Single-cell transcriptomic analysis suggests two molecularly distinct subtypes of intrahepatic cholangiocarcinoma

Abstract Intrahepatic cholangiocarcinoma (iCCA) is a highly heterogeneous cancer with limited understanding of its classification and tumor microenvironment. Here, by performing single-cell RNA sequencing on 144,878 cells from 14 pairs of iCCA tumors and non-tumor liver tissues, we find that S100P and SPP1 are two markers for iCCA perihilar large duct type (iCCA phl ) and peripheral small duct type (iCCA pps ). S100P + SPP1− iCCA phl has significantly reduced levels of infiltrating CD4 + T cells, CD56 + NK cells, and increased CCL18 + macrophages and PD1 + CD8 + T cells compared to S100P-SPP1 + iCCA pps . The transcription factor CREB3L1 is identified to regulate the S100P expression and promote tumor cell invasion.

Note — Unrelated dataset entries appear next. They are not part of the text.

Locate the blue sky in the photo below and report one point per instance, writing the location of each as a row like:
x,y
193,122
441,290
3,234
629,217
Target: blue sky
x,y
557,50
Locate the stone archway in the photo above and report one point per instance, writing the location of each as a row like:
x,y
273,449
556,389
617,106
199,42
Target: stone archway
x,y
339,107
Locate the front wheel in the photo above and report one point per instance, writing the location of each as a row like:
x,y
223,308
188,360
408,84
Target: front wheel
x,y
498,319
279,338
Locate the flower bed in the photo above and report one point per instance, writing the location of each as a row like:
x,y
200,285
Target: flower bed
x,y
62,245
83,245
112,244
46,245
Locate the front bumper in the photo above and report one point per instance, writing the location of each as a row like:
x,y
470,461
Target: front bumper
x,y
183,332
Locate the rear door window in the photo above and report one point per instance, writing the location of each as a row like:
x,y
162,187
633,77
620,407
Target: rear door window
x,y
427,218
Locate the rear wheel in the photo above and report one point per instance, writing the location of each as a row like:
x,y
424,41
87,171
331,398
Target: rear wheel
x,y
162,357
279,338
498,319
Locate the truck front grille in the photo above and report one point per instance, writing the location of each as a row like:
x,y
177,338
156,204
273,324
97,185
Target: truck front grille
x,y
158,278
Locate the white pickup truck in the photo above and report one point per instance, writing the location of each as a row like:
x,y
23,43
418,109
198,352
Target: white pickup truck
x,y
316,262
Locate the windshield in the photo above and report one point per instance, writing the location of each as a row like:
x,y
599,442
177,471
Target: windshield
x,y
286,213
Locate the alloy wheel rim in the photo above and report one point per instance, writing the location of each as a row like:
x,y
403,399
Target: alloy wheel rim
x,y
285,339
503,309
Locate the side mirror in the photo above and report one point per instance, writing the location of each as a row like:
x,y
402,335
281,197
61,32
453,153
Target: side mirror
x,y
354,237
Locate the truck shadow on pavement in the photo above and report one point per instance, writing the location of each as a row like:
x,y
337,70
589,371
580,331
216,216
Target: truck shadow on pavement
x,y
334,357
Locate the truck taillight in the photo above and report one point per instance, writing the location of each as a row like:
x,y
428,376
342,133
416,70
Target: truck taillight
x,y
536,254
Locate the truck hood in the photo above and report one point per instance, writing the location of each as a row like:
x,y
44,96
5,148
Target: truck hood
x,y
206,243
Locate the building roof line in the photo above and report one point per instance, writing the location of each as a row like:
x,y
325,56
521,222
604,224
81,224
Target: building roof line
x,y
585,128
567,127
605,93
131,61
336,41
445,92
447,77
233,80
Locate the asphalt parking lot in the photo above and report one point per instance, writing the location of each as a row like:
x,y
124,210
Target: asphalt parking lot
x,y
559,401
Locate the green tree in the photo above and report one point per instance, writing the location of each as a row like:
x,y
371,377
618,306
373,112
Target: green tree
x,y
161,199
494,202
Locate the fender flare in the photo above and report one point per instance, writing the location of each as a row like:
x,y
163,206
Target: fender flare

S100P-SPP1 + iCCA pps has significantly more SPP1 + macrophage infiltration, less aggressiveness and better survival than S100P + SPP1− iCCA phl . Moreover, S100P-SPP1 + iCCA pps harbors tumor cells at different status of differentiation, such as ALB + hepatocyte differentiation and ID3+ stemness. Our study extends the understanding of the diversity of tumor cells in iCCA.